Okay, I should have checked my facts better rather than trust the AARP to get it right. The shrimp on the treadmill and the rest of that study was not part of the stimulus package. And it may indeed have been a legitimate study.
But do we approve of our taxes going for things like that?
Do we want the Secret Service on assignment hiring prostitutes?
Do you care that the GSA, the one administration who should absolutely be setting the example for all the others, spent close to a million dollars on an education training conference during which they had a good old time at our expense and very little education or training went on?
Do you approve of government agencies going to lavish resorts for their training? Is that how you want the government to spend the money you expended your time, talent, and sweat to earn?
Misfeasance, malfeasance and non feasance are not restricted to the public sector. When your insurance company has a week long series of meetings in Hawaii on your dime, buys a new private jet or bribes (oops, withdrawn) or donates to the local Member of Congress money paid by consumers, isn't that as bad.
Worse, we can toss the bums out at the next election but you're stuck with the CEO's who raise prices in all industry's to pay for their perks.
I went to a number of conferences as a government employee and none were at lavish resorts, most were at hotel conference centers in large cities - San Francisco, San Diego, Sacramento, CA; Seattle, WA; Brooklyn, NY; Boston, MA. and at DOJ centers in Colorado. Meals were only provided at lunch, the usual Chicken or Beef, veggies and rice. Blah. In the morning, coffee and pastry - usually previously frozen or purchased at CostCo in bulk. Dinners were always on our own. We were reimbursed by our agencies but the amount never covered the cost of the meal.

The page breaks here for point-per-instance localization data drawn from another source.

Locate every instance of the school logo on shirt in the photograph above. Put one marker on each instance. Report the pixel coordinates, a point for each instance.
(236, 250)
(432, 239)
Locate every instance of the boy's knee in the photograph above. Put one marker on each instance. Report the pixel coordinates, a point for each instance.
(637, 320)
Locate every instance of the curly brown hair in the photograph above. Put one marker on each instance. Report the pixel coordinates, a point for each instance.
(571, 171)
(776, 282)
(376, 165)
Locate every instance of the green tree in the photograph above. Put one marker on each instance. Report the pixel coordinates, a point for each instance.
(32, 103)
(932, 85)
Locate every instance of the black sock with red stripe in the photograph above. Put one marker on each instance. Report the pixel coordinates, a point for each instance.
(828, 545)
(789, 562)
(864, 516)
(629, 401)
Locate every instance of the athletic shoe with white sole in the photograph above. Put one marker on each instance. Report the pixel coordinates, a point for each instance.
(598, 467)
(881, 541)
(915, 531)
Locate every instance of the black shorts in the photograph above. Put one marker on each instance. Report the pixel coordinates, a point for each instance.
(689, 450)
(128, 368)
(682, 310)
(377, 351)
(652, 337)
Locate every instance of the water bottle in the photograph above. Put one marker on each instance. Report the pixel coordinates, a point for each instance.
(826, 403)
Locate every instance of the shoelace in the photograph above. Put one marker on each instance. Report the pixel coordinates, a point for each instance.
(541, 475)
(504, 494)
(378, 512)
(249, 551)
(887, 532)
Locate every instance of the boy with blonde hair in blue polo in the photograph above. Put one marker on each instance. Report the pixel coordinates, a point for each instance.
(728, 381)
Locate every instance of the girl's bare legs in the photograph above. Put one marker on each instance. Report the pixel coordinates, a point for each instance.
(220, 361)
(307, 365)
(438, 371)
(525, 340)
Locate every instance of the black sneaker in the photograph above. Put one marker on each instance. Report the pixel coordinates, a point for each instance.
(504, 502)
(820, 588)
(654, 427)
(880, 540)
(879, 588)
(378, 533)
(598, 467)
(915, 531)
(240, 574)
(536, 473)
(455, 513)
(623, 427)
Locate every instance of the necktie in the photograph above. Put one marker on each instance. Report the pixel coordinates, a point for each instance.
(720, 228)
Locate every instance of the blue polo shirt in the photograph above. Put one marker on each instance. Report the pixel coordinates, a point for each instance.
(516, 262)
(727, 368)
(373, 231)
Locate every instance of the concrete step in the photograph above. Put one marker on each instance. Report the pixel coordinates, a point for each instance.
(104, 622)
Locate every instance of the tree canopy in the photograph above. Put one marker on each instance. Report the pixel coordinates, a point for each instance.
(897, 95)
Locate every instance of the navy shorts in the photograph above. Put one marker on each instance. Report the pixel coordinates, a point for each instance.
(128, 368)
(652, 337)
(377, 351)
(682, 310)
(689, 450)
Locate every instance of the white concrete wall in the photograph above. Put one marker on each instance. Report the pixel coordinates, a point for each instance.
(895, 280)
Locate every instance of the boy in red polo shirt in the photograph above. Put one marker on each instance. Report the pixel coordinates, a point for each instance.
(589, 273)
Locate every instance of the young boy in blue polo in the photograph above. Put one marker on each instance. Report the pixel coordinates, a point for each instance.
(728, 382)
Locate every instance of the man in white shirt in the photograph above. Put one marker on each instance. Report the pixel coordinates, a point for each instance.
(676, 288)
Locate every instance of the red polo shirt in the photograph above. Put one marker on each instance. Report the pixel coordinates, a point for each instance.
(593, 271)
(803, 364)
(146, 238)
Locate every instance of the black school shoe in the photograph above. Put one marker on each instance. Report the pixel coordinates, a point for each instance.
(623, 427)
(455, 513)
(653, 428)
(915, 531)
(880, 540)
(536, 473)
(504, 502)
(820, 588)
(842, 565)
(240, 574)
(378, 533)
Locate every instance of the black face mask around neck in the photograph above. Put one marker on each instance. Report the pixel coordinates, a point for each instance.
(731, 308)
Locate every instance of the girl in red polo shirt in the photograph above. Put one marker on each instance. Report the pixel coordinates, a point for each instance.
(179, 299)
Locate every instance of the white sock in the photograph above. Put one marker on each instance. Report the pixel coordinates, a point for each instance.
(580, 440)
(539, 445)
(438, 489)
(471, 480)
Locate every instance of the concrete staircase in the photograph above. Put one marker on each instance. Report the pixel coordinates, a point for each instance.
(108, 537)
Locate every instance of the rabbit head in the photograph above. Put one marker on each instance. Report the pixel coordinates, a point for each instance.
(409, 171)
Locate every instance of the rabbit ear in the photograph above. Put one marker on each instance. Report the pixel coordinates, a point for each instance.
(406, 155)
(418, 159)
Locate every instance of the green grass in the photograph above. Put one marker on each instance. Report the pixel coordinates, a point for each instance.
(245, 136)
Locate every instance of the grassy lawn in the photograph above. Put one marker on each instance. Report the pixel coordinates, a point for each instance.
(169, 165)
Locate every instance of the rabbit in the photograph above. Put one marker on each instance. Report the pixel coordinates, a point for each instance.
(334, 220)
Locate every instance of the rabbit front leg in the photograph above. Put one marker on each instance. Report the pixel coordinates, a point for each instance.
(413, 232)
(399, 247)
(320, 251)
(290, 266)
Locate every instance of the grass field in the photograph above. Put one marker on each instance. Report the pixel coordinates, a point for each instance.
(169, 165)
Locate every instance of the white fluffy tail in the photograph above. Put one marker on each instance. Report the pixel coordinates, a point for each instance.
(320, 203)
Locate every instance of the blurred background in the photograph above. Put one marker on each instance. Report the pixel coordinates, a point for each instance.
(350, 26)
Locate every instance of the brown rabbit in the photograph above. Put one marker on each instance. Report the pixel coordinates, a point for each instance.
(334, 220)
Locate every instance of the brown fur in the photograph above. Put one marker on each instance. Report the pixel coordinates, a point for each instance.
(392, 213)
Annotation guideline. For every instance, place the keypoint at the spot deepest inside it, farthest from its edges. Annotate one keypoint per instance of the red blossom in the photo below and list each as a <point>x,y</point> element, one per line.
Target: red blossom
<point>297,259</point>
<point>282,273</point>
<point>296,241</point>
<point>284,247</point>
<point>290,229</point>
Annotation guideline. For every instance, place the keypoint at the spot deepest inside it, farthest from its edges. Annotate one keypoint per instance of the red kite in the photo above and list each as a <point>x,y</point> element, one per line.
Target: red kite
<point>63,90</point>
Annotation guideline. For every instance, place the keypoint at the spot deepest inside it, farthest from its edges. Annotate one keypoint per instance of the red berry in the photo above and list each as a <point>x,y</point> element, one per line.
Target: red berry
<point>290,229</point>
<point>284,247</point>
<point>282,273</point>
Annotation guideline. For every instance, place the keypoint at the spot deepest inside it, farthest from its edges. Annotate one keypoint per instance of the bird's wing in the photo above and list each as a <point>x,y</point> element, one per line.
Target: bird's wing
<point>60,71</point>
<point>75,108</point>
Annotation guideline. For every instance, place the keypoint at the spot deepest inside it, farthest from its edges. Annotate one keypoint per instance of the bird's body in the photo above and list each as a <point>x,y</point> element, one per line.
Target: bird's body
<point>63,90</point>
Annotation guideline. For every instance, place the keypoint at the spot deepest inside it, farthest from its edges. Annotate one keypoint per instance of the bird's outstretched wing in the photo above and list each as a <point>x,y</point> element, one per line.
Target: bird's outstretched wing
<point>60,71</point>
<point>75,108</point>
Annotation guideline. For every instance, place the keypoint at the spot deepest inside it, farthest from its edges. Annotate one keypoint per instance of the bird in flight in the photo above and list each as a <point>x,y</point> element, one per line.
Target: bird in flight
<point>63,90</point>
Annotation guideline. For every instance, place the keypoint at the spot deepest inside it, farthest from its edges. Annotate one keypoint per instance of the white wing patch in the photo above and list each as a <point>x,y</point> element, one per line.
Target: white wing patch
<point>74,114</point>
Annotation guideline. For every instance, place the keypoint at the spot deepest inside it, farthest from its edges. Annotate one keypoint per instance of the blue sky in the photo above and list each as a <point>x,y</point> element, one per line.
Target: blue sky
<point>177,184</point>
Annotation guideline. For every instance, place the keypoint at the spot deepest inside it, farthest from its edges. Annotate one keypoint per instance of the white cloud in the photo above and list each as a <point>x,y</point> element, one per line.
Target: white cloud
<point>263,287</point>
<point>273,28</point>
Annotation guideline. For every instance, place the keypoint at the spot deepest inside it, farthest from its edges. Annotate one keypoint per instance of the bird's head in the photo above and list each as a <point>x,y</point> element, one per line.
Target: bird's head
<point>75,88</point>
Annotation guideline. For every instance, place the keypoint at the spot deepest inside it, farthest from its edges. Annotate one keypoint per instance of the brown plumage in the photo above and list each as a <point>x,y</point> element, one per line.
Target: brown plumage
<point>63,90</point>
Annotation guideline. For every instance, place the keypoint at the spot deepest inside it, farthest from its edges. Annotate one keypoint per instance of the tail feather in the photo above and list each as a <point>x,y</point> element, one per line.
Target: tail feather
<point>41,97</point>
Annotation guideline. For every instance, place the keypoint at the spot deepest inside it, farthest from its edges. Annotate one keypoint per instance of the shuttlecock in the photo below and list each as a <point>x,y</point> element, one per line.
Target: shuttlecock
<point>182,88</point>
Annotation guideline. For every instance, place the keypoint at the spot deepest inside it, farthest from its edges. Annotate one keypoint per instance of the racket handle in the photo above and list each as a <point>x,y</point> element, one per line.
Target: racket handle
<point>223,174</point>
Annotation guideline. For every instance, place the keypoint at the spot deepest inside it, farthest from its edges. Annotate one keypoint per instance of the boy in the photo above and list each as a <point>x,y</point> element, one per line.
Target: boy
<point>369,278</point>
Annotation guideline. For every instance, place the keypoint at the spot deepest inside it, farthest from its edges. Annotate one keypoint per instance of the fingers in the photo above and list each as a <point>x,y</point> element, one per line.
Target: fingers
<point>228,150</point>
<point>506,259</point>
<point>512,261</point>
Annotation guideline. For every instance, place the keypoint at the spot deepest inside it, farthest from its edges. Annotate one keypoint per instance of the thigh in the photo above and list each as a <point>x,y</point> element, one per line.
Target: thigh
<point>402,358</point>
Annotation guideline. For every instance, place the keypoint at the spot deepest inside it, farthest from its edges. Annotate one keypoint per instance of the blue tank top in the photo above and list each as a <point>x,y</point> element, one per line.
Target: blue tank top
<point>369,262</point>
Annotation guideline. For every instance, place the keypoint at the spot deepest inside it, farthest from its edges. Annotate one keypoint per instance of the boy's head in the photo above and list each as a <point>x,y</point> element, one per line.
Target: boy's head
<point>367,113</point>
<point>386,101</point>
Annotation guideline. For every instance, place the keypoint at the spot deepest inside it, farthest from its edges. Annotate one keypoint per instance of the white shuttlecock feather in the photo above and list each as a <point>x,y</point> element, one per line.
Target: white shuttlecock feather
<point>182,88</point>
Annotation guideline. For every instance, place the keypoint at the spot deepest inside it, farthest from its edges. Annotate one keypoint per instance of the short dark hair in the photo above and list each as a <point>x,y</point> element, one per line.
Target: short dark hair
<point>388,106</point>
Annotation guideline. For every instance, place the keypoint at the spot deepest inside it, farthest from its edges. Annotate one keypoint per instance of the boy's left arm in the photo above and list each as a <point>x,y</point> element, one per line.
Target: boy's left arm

Now, once I went with my wife (who was a VP in the financial services industry). A Limo picked us up at LAX and took us to the Beverly Wilshire Hotel near Rodeo Drive in Beverly Hills, CA. At check in we received a band new instant camera and a note inviting us to dinner at Chasen's in West Hollywood where we ate in a private room (must have been 12 couples + the insurance company execs hosting us). There were paparazzi with cameras outside the entrance when we arrived and a number of Hollywood actors even I recognized at the bar. This was night one.
When we got back to the hotel that night, a coffee table wine book signed by the author was waiting for us, inviting us to wine tasting the next night, before dinner. The Wine tasting was in the wine cellar of a wine shop on Rodeo drive owned by the author of the book. On a long table he pared wines from France and California. We started with whites and worked our way up to Clarets and Cabernet's. There were over twenty bottles in the queue.
After the wine tasting we were taken to dinner at a restaurants whose name I cannot recall, where we needed to go through the kitchen to use the restroom. Strange? Yep, but only because a Celebrity was celebrating a birthday in the other private room and security was tight.
[I neglected to point out on Saturday, my wife attended a seminar(?) on the product the insurance company was selling. The wives (I was the only husband attending) were provided hair style appointments and makeup (instruction?). I wasn't invited, so I explore Rodeo Ave and had a too small too expensive burger for lunch]
On Sunday my wife attended a seminar(?), sales pitch really and I read my book in the lobby. The sales pitch ended about 1 pm and we were whisked off to an Italian Restaurant which the Insurance Company had procured for the Afternoon. The Waite staff all sang opera and popular show tunes and we enjoyed a buffet of half a dozen types of Pasta and an equal number of different sauces, a salad bar of enormous proportions, warm breads and rolls and all the wine we could drink.
When it was over, about 4 pm we were taken by limo to LAX for our flight home. We did not spend a cent that weekend and were even reimbursed for our parking at SFO. Now, that in my experience is lavish.